Iran also has resumed amputating the fingers of convicted thieves, with at least two prisoners suffering this punishment this year, implemented by a guillotine specially installed in Tehran's Evin prison, Amnesty said.
Reports from inside Iran said at least one amputee was told he could pay to save his fingers for a transplant, but he did not have the money to do so.
There has been a growing movement inside and outside Iran -- based around the hashtag "#edam_nakon" (don't execute) –- to halt the use of the death penalty in the Islamic republic.
Iran conducts more executions annually than any nation other than China.
One prominent voice has been director Mohammad Rasoulof, whose chilling anti-capital punishment film "There Is No Evil" won the Golden Bear at the Berlin film festival in 2020.
Rasoulof was arrested in early July after launching a petition from directors and actors urging security forces to lay down their arms in the face of protests.
Iran's judicial authority announced that award-winning dissident filmmaker Jafar Panahi, arrested a few days after Rasoulof, must serve a six-year sentence previously handed down to him in 2010.
Panahi has won a number of awards at international festivals for films that have critiqued modern Iran.
"Panahi had been sentenced in 2010 to a total of six years in prison" and was taken "to Evin detention centre to serve his sentence there", judiciary spokesman Massoud Setayeshi said.

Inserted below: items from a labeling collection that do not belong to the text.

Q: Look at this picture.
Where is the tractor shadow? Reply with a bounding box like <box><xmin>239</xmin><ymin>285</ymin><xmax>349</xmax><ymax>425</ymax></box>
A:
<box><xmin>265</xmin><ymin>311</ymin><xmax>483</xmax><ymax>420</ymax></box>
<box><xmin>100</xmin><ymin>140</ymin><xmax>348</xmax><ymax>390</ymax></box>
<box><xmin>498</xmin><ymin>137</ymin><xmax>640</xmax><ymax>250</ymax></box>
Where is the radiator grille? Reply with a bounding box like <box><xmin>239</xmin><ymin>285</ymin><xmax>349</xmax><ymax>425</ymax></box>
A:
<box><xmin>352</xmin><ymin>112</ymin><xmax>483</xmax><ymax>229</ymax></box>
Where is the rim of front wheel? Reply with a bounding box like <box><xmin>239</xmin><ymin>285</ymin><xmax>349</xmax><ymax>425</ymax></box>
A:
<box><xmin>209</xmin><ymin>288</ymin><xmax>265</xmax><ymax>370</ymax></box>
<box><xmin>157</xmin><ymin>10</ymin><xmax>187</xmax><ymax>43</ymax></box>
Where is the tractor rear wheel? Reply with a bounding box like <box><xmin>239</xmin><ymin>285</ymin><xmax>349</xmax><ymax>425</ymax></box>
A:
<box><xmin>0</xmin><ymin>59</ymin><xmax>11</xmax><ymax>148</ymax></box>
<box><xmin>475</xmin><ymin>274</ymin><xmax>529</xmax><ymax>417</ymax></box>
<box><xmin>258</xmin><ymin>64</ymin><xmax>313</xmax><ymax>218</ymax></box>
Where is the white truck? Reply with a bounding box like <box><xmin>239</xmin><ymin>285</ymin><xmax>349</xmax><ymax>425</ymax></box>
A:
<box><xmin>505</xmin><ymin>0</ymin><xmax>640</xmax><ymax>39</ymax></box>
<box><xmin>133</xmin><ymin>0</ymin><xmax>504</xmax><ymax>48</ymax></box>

Crackdown on women's coverage
Arbitrary arrests and executions have drastically increased in Iran during Ebrahim Raisi's presidency, and have further intensified with the appointment of former intelligence minister Gholamhossein Mohseni-Ejei to lead the judiciary.
Last month, Iranian regime's "morality police" launched a crackdown on women who fail to cover themselves fully, harassing and detaining women who defy the regime's strict dress code.
With the arrival of warmer weather, the regime has deployed a large number of security forces to crack down on non-compliant women..
They attempt to arrest those who "are not fully covered according to the law" on the streets and on public transportation, but many of the targeted women resist arrest, which has led to violent incidents in some cases.